Improving outcomes & health.
Making a Promise
The Promise Heights initiative was established in 2009 by the University of Maryland School of Social Work to improve educational outcomes for youth and ensure families are healthy and successful in the West Baltimore communities of Upton/Druid Heights.
In 2012, Promise Heights became a U.S. Department of Education Promise Neighborhood grantee—only one of 50 nationwide—to create a pipeline of integrated and comprehensive services which support children to succeed, thrive, be inspired to stay in school, and aspire to college and career.
Upton and Druid Heights
Upton/Druid Heights is the first African American community in Baltimore.
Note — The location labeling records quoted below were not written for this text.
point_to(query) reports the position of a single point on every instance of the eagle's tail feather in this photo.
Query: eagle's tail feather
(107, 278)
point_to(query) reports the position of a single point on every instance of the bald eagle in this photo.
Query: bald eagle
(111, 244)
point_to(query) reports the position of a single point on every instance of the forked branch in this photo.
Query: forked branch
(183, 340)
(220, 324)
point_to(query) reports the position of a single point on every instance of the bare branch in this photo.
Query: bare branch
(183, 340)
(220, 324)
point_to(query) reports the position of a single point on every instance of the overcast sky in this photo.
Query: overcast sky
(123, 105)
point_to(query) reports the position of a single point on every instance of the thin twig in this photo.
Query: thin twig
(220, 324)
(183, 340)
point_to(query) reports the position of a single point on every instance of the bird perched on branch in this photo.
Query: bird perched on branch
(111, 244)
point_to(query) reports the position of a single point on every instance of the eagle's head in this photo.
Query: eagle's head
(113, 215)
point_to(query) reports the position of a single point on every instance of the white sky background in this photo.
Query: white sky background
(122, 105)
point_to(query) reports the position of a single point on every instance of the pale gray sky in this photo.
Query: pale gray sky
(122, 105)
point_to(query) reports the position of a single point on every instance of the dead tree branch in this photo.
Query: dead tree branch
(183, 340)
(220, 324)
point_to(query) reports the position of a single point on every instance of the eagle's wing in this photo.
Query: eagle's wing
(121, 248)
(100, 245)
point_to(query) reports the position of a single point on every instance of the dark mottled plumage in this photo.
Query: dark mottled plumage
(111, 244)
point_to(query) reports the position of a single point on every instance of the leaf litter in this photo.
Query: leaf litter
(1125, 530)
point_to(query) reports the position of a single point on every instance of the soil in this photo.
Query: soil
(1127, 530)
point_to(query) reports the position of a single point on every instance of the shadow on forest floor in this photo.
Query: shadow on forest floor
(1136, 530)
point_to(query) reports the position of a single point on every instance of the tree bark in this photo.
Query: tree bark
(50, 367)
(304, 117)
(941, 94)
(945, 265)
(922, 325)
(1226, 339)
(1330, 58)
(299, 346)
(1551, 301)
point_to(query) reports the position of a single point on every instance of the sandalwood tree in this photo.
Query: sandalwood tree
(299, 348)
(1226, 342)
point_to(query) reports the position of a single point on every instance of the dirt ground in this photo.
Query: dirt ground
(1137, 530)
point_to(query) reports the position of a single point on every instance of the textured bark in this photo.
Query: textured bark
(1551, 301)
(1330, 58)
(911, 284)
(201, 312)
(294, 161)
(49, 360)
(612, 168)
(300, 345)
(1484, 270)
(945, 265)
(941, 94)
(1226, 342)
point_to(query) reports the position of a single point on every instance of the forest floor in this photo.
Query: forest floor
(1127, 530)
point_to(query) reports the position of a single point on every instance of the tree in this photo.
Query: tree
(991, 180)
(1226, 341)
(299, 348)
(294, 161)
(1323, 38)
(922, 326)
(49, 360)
It was Baltimore’s premier African American community replete with jazz clubs, dance halls, theaters, and other hubs of the African-American community and home to educated, professional property owners, including doctors, lawyers, and retailers. The Baltimore chapter of the NAACP was founded there, which was visited by famous leaders of the national civil rights movement such as Booker T. Washington, W.E.B. DuBois, and Marcus Garvey. This neighborhood was the center of local Civil Rights Movement and was a renowned entertainment district. Churches nurtured many civic institutions such as the YMCA.
Promise Neighborhoods are place-based efforts to wrap children in integrated, coordinated, high quality academic, social, and health programs and supports from the cradle to college to career. Strong schools are core to every Promise Neighborhood, as is family and community engagement.